DOE Report Overlooks Benefits of Interim Storage of Used Fuel

WASHINGTON, D.C.— The Department of Energy today released two reports to Congress related to the federal government’s management of used nuclear fuel. The department’s report to the president and the Congress on the need for a second geologic repository is a statutory obligation of the Nuclear Waste Policy Act, while its report on the demonstration of the interim storage of spent nuclear fuel responds to the request of a 2008 House Appropriations Committee Report. The Nuclear Energy Institute’s Senior Director for Used Fuel Management, Steven Kraft, made the following remarks today in response to the department’s issuance of the two reports.

“In its interim storage report to Congress, the Department of Energy takes a narrow view of interim storage of used nuclear fuel that misses both the strategic value and the feasibility of central interim storage as part of an integrated management strategy for used fuel. 

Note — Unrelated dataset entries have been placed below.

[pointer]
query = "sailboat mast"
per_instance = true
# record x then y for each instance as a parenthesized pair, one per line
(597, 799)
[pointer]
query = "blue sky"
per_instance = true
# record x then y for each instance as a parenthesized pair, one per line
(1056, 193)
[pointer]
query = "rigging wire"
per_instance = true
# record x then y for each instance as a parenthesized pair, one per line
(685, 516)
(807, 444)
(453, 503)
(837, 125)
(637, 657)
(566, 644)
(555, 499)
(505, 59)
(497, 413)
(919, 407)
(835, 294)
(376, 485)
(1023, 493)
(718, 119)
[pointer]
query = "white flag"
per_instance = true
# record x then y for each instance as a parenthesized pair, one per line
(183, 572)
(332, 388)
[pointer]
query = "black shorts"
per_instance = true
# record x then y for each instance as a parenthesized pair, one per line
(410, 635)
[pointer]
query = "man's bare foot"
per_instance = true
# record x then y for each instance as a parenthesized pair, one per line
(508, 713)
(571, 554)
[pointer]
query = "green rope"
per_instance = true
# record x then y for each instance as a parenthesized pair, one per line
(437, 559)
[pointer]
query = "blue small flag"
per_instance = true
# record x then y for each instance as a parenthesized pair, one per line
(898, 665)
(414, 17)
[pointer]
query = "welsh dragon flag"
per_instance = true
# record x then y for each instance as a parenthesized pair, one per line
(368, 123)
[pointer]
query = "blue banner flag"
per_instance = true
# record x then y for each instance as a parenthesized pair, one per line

“The nuclear industry and the U.S. Nuclear Regulatory Commission agree that used fuel storage at nuclear plant sites and at independent storage facilities is safe and secure.  Such storage would provide the time needed to develop advanced recycling technologies and facilities as well as the geologic repository for material that cannot be recycled, while demonstrating the nation’s ability to begin safe central management and movement of used nuclear fuel. 

“In addition, DOE could contract for services at private storage facilities to meet its legal and contractual obligations to take used fuel from commercial reactors, especially those that have been decommissioned.”
 
The nuclear energy industry believes that there are communities in the United States interested in hosting interim storage facilities and companies that may be interested in building such facilities.

The industry supports a three-pronged, integrated used fuel management strategy: (1) interim storage; (2) research, development and demonstration to recycle nuclear fuel; and (3) development of a permanent disposal facility that is suitable for the final waste form.

In its report on the nation’s need for a second repository for the nation’s used nuclear fuel and high-level radioactive waste, the nuclear energy industry commends the department for recognizing that the statutory capacity limit of 70,000 metric tons is an arbitrary one, and that the Yucca Mountain repository site could accommodate ‘at least three times’ the amount of fuel allowed under the congressional limit.

“The nuclear industry agrees with the Department of Energy that there is no technical basis for the 70,000 metric ton limit of heavy metal for the nation’s first repository, and encourages the department to pursue legislation that would lift this statutory cap.”